Low-molecular-weight heparins (LMWHs) are now routinely used in protocols for the treatment of suspected myocardial infarction, unstable angina, deep vein thrombosis and pulmonary embolus.
A 65-year-old woman with contact dermatitis to nickel developed infiltrated itchy and big eczematous plaques at the subcutaneous injection sites on the lower abdomen, one week after beginning treatment with Bemiparin due to an orthopaedic surgery. This drug was changed for Enoxaparin, tolerated during her admission, but days later she complained of the same lesions.
In order to identify an alternative heparin and once informed consent had been obtained, patch, intradermal, and subcutaneous tests were performed with a panel of unfractioned heparin (UFH), LMWHs and Fondaparinux.
Patch tests performed with Sodic Heparin, Bemiparin, Enoxaparin, Dalteparin, Nadroparin, Tinzaparin and Fondaparinux were negative, except for Bemiparin which was positive at 96hours (eczematous plaque in application area) and less clear for Enoxaparin. Intradermal tests with Sodic Heparin, Enoxaparin, Dalteparin, Nadroparin, Tinzaparin and Fondaparinux were negative except for Enoxaparin which was positive at 24hours.
Due to the necessity of anticoagulant treatment, subcutaneous challenge test was developed with Nadroparin, Dalteparin, Tinzaparin and Sodic Heparin, which were positive (itchy infiltrates and erythematous plaques hours later). However, subcutaneous challenge test with Fondaparinux was negative.
Heparins are complex mixtures of mucopolysaccharides produced from porcine or bovine intestines and lungs. Molecular weight differentiates UFHs (10-20 KDa) from LMWHs (4-6 KDa)1.
Heparin eczema-like plaques result due to the binding of the heparin molecule to dermal protein, triggering a delayed-type hypersensitivity (DTH) reaction.2
The consulted bibliography shows the wide variability of heparin cross-reactivity, among LMWHs themselves and also between LMWHs and UFHs,1,3–6 so all heparins should be avoided in such individuals.
According to what Ludwig published7, a substance with a very low molecular weight is believed to reduce the frequency of DTH reactions to LMWH. Bemiparin (3.7 Kda) is supposed to be a suitable alternative when there is DTH reaction5. In our patient Bemiparin probably caused DTH reaction.
The study by Grims5 did not show a correlation between molecular weight and the frequency of cross-reactivity, and reported the first cases of cross-reactivity of Bemiparin with other LMWHs. In this study Fondaparinux was well tolerated, as happened to our patient.
Grims5 also found a particularly high cross-reactivity between Enoxaparin and Bemiparin. He explains this cross-reactivity because all patients had primarily been sensitized to Enoxaparin and cross-reactivity to Bemiparin was highest with Enoxaparin probably due to a similar chemical structure. We think our patient was sensitized first to Bemiparin and later, due to the cross-reactivity between them, she developed the eczematous plaques with Enoxaparin.

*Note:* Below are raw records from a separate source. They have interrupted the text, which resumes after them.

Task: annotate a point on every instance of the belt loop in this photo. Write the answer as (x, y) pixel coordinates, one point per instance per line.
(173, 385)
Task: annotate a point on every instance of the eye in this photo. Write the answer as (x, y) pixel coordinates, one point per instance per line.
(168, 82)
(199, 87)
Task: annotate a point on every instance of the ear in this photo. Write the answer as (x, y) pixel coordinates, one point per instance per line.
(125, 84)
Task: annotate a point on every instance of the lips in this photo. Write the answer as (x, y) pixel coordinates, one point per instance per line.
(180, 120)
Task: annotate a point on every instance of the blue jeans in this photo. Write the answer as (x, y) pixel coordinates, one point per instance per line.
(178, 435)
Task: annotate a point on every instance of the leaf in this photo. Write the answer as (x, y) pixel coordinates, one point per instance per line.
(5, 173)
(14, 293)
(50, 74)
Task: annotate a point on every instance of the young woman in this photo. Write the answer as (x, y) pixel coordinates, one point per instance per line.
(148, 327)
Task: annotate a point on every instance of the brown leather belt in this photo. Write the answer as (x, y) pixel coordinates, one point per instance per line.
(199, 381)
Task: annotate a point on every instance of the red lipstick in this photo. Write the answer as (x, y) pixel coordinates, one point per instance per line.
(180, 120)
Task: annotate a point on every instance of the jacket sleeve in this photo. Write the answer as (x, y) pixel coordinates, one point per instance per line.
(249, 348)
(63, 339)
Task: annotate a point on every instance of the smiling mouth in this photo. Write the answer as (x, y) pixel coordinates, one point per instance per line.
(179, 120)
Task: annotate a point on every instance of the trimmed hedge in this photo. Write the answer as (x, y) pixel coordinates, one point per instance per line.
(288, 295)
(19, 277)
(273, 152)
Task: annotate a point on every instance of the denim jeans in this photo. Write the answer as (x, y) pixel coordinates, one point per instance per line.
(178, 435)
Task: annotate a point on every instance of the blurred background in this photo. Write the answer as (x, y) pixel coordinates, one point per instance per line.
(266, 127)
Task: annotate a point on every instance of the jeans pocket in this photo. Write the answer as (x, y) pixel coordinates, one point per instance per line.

The use of a substance with an entirely different chemical structure such as recombinant hirudin (Lepidurin) or Fondaparinux (17 KDa) nearly excludes cross-reactivity with LMWHs,5,6 but they must be probed because there are described cases in the literature of type IV reaction to Fondaparinux2,8 and anaphylactic reactions to Lepirudin.9
We challenged with other LMWHs that had negative patch or intradermal tests to get an alternative and sure treatment and, with the exception of Fondaparinux, all proved positive. So patch and intradermal tests were partially useful to find an alternative drug, with subcutaneous challenge test being the best means of detecting the entire spectrum of sensitisation.4,5
We have found in the literature some reports about the intravenous heparin tolerance in patients with DTH reaction.10,11,12 Gaigl et al.12 published a prospective study in 2004 in which 28 patients with a proven delayed-type hypersensitivity to subcutaneous heparin were challenged with intravenous heparin, being well tolerated for all of them. So, in case of therapeutic necessity, the shift from subcutaneous to intravenous heparin would be justified12. A possible reason for intravenous tolerance may be the difference in antigen processing and presentation of selectively sensitized lymphocytes in the dermis.11,12 Trautman and Seitz13 in their report, consider that, although there are some prospective studies supporting the use of intravenous administration of heparin in patients with DTH reaction, substantial doubt still exists as to whether the use of intravenous administration of heparin is really safe for all these patients.
In conclusion, we report a rare case of delayed-type hypersensitivity reaction to Bemiparin. We have demonstrated cross-reactivity between Bemiparin and Enoxaparin by patch test. Due to the possibility of cross-reactivity between heparins, before recommending an alternative heparin, an allergic study with patch, intradermal and subcutaneous challenge tests must be performed. We think that subcutaneous challenge test is necessary to confirm the tolerance of the alternative drug.